Property: Fischer House
Built: 1951
Address: 1618 East Pinecrest Road
Architect: Richard Neutra

 

Dr. Frederick R. Fischer commissioned renowned Los  Angeles architect Richard Neutra to design a home for Fischer and his family in 1951. “One of Spokane’s outstanding examples of home architecture,” opined the Spokesman-Review in 1953, the house featured an “acoustical treatment of the living room to accommodate the sound chamber of the built-in organ, radio and record player.”

One of only two extant Neutra structures in the Pacific Northwest, the Fischer house is designed in the International Style. The term describes a style that emerged in Europe between the World Wars and coalesced in the United States in the early 1930s due to the efforts of architectural historian Henry-Russell Hitchcock Jr. and architect Philip Johnson to codify and attribute the elements of a style to the emerging architectural forms and characteristics. In residential architecture, it’s typified by an asymmetrical composition, a flat roof with no eaves, planar surfaces and smooth finishes, minimal or simple detailing, and expansive or expressionistic use of glass. The Fischer house displays a more rustic appearance than is typical of Neutra’s southern California houses; another feature not necessarily seen on other International style houses is the use of deep eave overhangs, which is also more consistent with modern residences in the Pacific Northwest.
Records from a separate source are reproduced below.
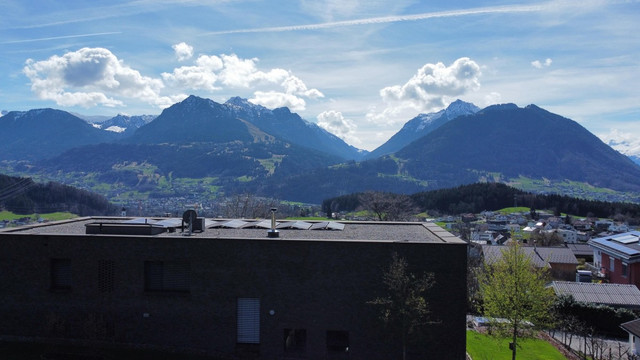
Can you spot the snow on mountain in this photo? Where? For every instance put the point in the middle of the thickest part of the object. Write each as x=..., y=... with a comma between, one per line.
x=122, y=123
x=625, y=143
x=422, y=125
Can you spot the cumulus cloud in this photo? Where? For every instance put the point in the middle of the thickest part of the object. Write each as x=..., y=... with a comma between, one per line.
x=96, y=77
x=183, y=51
x=335, y=123
x=430, y=89
x=539, y=65
x=623, y=141
x=278, y=87
x=274, y=99
x=90, y=77
x=492, y=98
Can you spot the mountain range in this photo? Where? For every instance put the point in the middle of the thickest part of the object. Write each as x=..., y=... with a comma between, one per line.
x=422, y=125
x=242, y=147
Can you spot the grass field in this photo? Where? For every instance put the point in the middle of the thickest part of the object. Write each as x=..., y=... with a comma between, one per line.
x=485, y=347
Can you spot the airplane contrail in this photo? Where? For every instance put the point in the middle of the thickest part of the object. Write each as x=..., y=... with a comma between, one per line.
x=387, y=19
x=60, y=37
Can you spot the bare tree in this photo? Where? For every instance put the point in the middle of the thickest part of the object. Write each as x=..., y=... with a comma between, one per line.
x=404, y=309
x=388, y=206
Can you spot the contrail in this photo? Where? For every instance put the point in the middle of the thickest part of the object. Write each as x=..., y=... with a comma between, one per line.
x=387, y=19
x=60, y=37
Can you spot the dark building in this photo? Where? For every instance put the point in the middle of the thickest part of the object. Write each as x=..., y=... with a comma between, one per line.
x=229, y=290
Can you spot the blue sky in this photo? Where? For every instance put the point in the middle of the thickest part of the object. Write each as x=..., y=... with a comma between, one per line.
x=360, y=69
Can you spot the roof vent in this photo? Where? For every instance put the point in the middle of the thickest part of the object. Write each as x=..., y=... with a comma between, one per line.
x=192, y=222
x=273, y=232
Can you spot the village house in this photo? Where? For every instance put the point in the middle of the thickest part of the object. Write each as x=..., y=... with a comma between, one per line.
x=560, y=261
x=617, y=257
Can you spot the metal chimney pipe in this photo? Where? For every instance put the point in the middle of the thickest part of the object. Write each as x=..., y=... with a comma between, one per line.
x=273, y=233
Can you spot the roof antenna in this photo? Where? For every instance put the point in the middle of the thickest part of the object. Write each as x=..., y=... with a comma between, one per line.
x=273, y=233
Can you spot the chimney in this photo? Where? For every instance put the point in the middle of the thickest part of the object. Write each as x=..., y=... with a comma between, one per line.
x=273, y=233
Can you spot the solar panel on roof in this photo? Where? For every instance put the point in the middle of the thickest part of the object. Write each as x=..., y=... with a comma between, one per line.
x=302, y=225
x=617, y=246
x=319, y=226
x=140, y=221
x=625, y=239
x=168, y=223
x=335, y=226
x=235, y=224
x=264, y=224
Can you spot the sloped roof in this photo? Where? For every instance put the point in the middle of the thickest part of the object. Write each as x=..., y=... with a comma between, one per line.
x=540, y=256
x=632, y=327
x=626, y=295
x=625, y=246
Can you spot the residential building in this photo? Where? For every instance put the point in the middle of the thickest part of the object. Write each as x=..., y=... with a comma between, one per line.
x=633, y=329
x=614, y=295
x=231, y=289
x=559, y=260
x=618, y=257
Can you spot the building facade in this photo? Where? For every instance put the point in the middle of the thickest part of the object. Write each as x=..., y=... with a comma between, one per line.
x=229, y=290
x=618, y=257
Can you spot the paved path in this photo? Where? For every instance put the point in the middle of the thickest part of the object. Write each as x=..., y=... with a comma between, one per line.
x=619, y=347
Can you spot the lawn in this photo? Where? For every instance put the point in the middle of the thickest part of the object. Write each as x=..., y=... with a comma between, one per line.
x=485, y=347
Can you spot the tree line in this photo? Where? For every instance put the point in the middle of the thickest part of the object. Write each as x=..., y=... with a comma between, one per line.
x=479, y=197
x=24, y=196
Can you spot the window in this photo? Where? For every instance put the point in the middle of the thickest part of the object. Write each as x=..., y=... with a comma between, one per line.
x=61, y=274
x=295, y=341
x=248, y=321
x=167, y=276
x=105, y=276
x=337, y=341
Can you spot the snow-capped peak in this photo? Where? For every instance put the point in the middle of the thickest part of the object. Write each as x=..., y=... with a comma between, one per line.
x=622, y=142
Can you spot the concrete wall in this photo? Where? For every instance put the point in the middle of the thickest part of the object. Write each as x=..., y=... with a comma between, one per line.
x=312, y=285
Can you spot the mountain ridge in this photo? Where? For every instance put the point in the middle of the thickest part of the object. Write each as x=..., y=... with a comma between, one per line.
x=422, y=125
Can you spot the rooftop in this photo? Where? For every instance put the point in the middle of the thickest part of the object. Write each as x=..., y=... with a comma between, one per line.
x=625, y=245
x=540, y=256
x=246, y=229
x=626, y=295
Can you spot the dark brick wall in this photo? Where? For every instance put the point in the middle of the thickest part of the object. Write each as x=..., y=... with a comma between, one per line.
x=312, y=285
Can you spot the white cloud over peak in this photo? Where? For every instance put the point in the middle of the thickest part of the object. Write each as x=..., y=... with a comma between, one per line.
x=430, y=89
x=539, y=65
x=335, y=123
x=183, y=51
x=625, y=142
x=91, y=77
x=274, y=88
x=274, y=99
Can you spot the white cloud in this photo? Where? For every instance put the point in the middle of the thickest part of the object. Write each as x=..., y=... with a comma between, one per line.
x=202, y=76
x=335, y=123
x=90, y=77
x=539, y=65
x=274, y=99
x=274, y=88
x=430, y=89
x=492, y=98
x=183, y=51
x=625, y=142
x=295, y=86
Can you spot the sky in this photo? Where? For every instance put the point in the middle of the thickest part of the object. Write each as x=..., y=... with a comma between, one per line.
x=360, y=69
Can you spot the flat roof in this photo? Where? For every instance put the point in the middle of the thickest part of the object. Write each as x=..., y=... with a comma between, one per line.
x=215, y=229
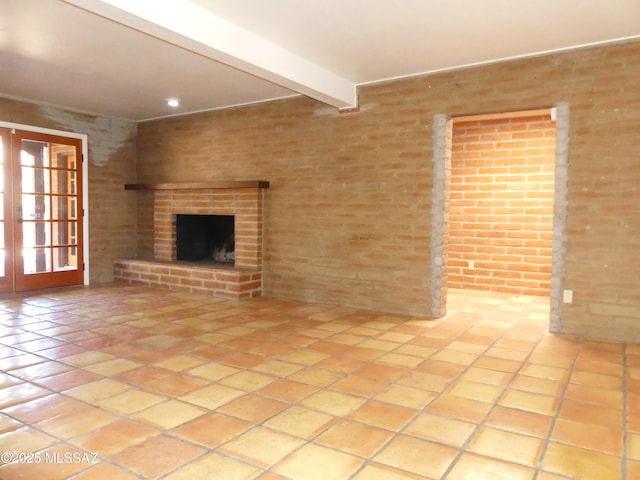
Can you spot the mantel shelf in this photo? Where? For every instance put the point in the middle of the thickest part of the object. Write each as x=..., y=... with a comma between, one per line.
x=219, y=185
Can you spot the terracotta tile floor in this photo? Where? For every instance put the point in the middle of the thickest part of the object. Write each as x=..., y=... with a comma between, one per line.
x=118, y=382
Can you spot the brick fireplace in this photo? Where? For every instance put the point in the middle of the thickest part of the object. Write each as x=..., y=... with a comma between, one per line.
x=243, y=200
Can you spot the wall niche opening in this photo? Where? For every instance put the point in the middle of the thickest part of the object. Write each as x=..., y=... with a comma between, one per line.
x=205, y=238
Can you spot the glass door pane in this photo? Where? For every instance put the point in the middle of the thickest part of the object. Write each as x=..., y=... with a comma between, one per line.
x=48, y=222
x=49, y=212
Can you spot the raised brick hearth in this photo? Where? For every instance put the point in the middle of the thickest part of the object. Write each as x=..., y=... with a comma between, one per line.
x=241, y=281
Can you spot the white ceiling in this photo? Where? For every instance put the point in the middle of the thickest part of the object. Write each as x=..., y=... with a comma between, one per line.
x=95, y=57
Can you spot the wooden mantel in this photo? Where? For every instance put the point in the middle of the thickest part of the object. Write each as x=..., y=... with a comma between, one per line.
x=219, y=185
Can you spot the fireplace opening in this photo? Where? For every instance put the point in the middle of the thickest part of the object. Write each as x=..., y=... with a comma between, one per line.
x=205, y=238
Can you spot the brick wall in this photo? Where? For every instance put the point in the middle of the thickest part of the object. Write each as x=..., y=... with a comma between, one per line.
x=347, y=217
x=501, y=211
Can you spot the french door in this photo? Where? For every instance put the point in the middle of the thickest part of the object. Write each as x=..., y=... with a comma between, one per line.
x=41, y=223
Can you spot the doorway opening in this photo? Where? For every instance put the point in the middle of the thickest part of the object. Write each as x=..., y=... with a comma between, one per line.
x=42, y=216
x=499, y=204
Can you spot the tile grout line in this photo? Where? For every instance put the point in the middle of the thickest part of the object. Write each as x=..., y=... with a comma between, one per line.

Born in Vienna and educated at the Technische Universität Wien, Richard Neutra arrived in the United States in 1923 at the age of 31. After a brief period working for Frank Lloyd Wright, Neutra moved to Los Angeles to establish his own architectural practice. Today considered one of 20th-century architecture’s most important innovators, Neutra was recognized for his genius early on, attaining a sort of fame that, apart from Wright, was previously unheard of. In 1932, he was included in the Museum of Modern Art’s exhibition on Modern architecture, curated by Philip Johnson and Henry-Russell Hitchcock. He also appeared on the cover of Time magazine in 1949 as “one of the world’s half-dozen top modern architects.” Neutra formed a partnership with his son Dion in 1965; the firm remains in practice today, nearly 50 years after Richard’s death on April 16, 1970.